The NSW Court of Appeal defined depreciation as: “the systematic allocation of a tangible asset’s cost (less its anticipated scrap value) as a series of expenses over its expected useful life…Each depreciation expense appears in the income statement as an expense deducted from gross profit for the purpose of calculating net profit…but the process of depreciation has no direct impact on cash flows”.
The NSW Court of Appeal concluded that the use of the word “payable” in the phrase “payable out of Gross Profit” as opposed to the word “deducted” suggested the exclusion of charges and expenses that are not liable to be paid away, such as depreciation.
The English High Court had found that the policyholder would “recover an indemnity for more than its actual loss in respect of business interruption” if depreciation was not deducted from Gross Profit and concluded that such an outcome should not be reached “unless no other conclusion is possible”.
The result somewhat stretched the language in the policy. In effect, the English High Court determined that the indemnity principle coloured the meaning of the language of the provisions for the assessment of loss.
In contrast, the NSW Court of Appeal placed greater weight on the importance of upholding the bargain that was struck between the contracting parties, as expressed by the words of the insurance contract. It concluded that the formula for the assessment of insured loss of Gross Profit qualified the application of the indemnity principle insofar as it might be said to depart from perfect indemnification.
English Law decision on WELCAR form
In what is understood to be the first English law decision on a policy underwritten on the WELCAR form, a UK Court has found in favour of reinsurers in a dispute over the original contract’s period and the interaction of the Maintenance cover.
The project insured was a floating production project in the Gulf of Mexico that suffered a loss during installation and hooking up of the unit to its mooring systems.
As is often the case with offshore construction projects, construction delays led to three extensions of the project period by the original insurers prior to transferring to operational insurances.

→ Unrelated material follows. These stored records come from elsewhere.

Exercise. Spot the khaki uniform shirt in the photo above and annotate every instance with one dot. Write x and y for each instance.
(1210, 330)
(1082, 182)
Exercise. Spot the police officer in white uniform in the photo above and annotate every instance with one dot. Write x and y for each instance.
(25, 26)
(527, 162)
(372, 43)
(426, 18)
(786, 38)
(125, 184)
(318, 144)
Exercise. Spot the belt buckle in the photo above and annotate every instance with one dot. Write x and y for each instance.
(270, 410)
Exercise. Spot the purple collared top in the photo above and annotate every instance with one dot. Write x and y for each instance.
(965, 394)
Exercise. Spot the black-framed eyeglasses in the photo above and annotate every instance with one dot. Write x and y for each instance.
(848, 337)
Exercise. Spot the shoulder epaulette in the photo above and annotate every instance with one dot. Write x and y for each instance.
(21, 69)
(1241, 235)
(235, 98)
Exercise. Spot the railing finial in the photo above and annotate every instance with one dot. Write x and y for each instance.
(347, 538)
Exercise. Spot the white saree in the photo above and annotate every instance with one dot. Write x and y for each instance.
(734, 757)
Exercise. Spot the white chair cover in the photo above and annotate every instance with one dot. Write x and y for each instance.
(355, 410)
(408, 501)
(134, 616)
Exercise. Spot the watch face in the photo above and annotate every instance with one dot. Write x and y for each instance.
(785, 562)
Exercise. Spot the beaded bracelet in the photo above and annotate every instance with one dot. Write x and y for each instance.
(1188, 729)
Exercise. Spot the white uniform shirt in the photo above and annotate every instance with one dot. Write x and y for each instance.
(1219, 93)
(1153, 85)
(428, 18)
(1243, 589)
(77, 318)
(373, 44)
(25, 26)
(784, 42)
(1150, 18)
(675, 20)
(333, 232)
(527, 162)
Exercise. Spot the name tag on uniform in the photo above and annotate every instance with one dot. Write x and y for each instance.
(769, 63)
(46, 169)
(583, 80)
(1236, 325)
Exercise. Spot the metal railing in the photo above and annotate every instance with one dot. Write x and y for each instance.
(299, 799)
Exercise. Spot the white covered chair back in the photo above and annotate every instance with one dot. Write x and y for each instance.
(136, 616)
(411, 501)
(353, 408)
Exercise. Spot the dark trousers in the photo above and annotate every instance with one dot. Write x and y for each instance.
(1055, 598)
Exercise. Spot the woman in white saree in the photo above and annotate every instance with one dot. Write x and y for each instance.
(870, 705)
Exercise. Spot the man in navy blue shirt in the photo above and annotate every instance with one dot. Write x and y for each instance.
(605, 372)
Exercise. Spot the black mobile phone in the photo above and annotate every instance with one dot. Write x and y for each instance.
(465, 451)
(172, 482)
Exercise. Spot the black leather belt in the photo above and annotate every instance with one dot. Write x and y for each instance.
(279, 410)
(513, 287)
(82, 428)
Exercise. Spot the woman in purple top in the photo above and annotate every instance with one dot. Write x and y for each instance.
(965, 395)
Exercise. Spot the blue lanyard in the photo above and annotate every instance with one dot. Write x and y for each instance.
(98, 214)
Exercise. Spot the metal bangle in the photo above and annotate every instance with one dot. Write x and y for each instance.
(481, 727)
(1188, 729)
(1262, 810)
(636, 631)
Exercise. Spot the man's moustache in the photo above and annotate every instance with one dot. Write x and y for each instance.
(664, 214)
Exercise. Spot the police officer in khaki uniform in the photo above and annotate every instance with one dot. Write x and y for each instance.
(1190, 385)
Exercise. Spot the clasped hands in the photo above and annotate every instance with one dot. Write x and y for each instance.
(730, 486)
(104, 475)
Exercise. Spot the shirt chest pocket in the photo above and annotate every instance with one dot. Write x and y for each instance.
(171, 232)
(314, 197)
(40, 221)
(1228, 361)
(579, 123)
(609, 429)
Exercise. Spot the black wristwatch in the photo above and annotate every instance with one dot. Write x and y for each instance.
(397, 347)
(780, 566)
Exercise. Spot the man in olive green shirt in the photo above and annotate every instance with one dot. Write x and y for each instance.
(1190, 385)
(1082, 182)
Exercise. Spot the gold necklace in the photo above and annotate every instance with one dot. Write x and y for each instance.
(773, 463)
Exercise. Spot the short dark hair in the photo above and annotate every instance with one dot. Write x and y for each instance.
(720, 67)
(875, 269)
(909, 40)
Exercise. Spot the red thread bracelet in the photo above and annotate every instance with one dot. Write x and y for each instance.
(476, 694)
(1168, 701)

An original insurer had purchased a facultative excess of loss reinsurance on the project which was intended to be ‘back to back’ with the original policy (the court noted the original policy was subject to Texas law and the reinsurance was subject to English law – although this does not appear to be a factor in the case) however, for whatever reason, these extensions to period were not made to the reinsurance policy.

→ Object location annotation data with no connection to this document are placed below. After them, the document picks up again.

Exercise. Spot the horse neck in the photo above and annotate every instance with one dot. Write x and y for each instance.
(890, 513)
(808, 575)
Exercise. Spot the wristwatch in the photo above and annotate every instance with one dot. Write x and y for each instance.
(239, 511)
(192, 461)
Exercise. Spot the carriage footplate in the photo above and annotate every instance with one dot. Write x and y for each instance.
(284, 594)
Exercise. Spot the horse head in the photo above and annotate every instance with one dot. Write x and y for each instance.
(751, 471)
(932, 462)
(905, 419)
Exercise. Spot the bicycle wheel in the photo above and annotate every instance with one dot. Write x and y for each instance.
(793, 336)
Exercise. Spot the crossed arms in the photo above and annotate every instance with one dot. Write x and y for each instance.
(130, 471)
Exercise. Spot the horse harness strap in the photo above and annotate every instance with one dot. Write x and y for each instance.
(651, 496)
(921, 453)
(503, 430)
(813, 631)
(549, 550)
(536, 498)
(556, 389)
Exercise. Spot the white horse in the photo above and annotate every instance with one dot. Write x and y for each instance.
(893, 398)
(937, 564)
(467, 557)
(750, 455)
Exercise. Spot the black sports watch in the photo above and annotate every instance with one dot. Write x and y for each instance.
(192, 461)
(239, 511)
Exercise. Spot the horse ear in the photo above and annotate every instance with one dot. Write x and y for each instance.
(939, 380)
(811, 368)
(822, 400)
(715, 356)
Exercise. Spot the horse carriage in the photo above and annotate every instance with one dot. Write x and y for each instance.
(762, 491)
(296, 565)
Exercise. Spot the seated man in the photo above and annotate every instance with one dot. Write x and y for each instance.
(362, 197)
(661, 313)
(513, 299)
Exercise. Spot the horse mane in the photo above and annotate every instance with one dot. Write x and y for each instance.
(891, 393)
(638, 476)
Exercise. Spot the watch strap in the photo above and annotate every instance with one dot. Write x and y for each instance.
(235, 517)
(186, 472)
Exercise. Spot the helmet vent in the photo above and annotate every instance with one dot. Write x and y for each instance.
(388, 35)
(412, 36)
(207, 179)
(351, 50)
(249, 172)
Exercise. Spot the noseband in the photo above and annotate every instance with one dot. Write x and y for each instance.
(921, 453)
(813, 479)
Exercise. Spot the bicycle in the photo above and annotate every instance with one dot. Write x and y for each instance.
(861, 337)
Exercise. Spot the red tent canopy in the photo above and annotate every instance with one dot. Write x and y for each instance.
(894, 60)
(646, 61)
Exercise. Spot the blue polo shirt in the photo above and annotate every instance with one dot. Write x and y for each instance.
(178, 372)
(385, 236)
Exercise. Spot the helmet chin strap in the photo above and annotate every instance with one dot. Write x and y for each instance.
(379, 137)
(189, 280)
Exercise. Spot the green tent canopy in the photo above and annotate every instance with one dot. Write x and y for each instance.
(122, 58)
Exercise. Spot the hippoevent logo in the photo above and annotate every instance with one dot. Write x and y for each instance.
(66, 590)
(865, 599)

The original insurer first claimed that despite the reinsurance not being specifically extended, it was intended to be ‘back to back’ so it should have been deemed to have been automatically extended.
However, they dropped this argument and chose to pursue a claim on the basis that the original policy (and hence the reinsurance) had a 12 month Maintenance cover after completion of the project, and the loss in question occurred during this period of the reinsurance.

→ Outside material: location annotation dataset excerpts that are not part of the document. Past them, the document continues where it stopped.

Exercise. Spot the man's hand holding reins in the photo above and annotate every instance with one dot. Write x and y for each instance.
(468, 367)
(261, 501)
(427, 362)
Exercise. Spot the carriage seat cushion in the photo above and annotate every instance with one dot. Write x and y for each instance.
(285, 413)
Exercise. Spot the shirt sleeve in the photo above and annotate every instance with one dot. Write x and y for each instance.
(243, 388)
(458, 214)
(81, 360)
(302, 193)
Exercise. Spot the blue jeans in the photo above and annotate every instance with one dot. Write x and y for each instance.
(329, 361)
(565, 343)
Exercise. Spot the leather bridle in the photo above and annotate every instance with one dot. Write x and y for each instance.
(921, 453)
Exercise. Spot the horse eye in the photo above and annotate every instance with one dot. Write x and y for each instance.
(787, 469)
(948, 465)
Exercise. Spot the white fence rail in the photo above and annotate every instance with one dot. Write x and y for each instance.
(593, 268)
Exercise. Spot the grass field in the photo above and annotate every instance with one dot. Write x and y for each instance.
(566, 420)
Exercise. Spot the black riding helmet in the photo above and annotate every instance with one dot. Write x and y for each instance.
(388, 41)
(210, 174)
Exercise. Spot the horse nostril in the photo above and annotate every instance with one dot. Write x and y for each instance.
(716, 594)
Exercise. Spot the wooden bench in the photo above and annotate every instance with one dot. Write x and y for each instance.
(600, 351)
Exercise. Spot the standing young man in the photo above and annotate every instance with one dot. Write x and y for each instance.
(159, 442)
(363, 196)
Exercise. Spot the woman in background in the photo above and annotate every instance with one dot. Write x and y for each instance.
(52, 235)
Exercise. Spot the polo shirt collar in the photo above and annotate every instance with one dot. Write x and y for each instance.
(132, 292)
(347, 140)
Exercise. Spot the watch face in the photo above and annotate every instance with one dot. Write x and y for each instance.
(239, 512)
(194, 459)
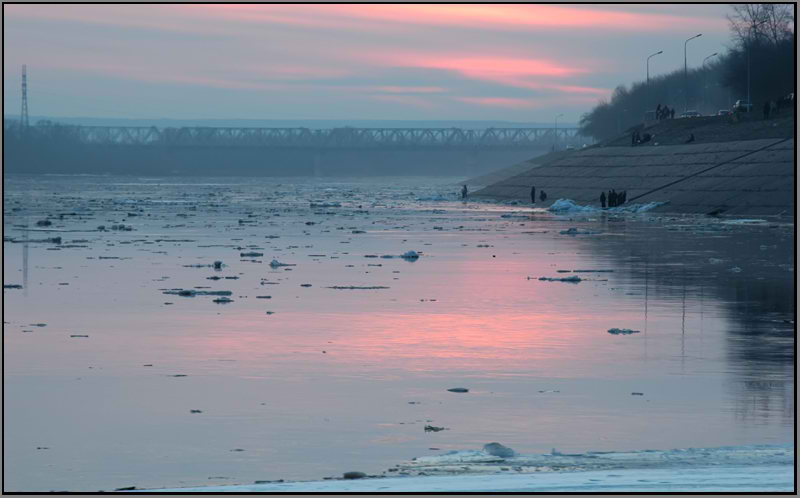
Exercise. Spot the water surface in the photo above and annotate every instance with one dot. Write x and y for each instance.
(346, 379)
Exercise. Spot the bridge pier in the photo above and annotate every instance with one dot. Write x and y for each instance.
(472, 163)
(317, 164)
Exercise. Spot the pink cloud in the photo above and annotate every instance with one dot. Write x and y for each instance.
(410, 89)
(497, 16)
(406, 100)
(510, 103)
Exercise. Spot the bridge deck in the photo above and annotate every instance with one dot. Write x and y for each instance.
(336, 138)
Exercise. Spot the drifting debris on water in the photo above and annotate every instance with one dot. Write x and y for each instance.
(571, 280)
(354, 287)
(275, 263)
(192, 293)
(497, 449)
(616, 331)
(51, 240)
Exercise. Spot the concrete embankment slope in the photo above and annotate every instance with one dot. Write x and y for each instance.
(749, 177)
(516, 169)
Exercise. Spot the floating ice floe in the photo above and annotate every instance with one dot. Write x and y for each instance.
(616, 331)
(572, 280)
(192, 293)
(435, 197)
(275, 263)
(570, 206)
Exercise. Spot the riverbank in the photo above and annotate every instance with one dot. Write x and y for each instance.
(739, 469)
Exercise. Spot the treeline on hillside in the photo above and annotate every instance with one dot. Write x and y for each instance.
(762, 32)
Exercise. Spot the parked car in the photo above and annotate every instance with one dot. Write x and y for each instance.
(742, 106)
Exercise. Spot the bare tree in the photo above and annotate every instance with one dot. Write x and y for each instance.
(747, 20)
(779, 21)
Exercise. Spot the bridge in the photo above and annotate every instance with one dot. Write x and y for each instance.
(326, 139)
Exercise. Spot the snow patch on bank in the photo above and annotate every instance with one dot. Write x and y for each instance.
(726, 469)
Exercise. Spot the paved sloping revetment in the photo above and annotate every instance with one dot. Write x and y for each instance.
(752, 177)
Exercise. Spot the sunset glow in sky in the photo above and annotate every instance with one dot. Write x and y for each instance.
(492, 62)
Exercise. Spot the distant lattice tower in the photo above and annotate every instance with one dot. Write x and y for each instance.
(23, 119)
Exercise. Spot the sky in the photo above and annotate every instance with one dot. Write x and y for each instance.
(524, 63)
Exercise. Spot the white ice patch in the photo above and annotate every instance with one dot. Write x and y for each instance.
(569, 206)
(725, 469)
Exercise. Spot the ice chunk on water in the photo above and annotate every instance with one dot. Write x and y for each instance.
(617, 331)
(497, 449)
(570, 206)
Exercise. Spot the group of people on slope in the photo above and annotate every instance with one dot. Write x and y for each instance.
(637, 139)
(614, 199)
(664, 112)
(542, 195)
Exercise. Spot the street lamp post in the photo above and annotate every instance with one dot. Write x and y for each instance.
(686, 74)
(648, 80)
(749, 44)
(705, 104)
(556, 145)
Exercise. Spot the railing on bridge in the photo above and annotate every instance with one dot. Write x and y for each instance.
(336, 138)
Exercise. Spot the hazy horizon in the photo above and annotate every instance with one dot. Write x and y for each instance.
(505, 63)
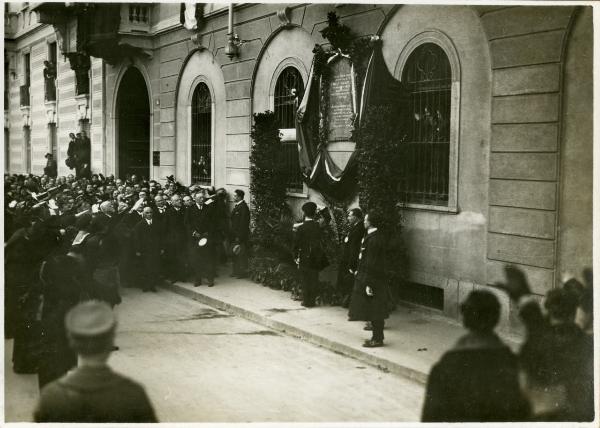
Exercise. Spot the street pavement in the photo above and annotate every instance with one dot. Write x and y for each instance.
(199, 364)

The original insurer argued that the language of the Maintenance cover was clear – the Maintenance Period commenced immediately thereafter the policy expired.
The reinsurer argued that the parties, at inception, intended that cover provided during the Maintenance Period would apply to the completed project, after an acceptance certificate had been issued on completion of the floating platform.
The essential nature of that cover did not change simply because the original insurer omitted to ask for the project period in the reinsurance contract to be extended.
The Court decided that the Maintenance period had not started under the original policy when the loss had occurred, and therefore there could be no cover under the Maintenance period under the reinsurance policy.
The loss occurred under the Construction phase of the original policy and the reinsurance covered had expired (had not been extended) at the time of the loss.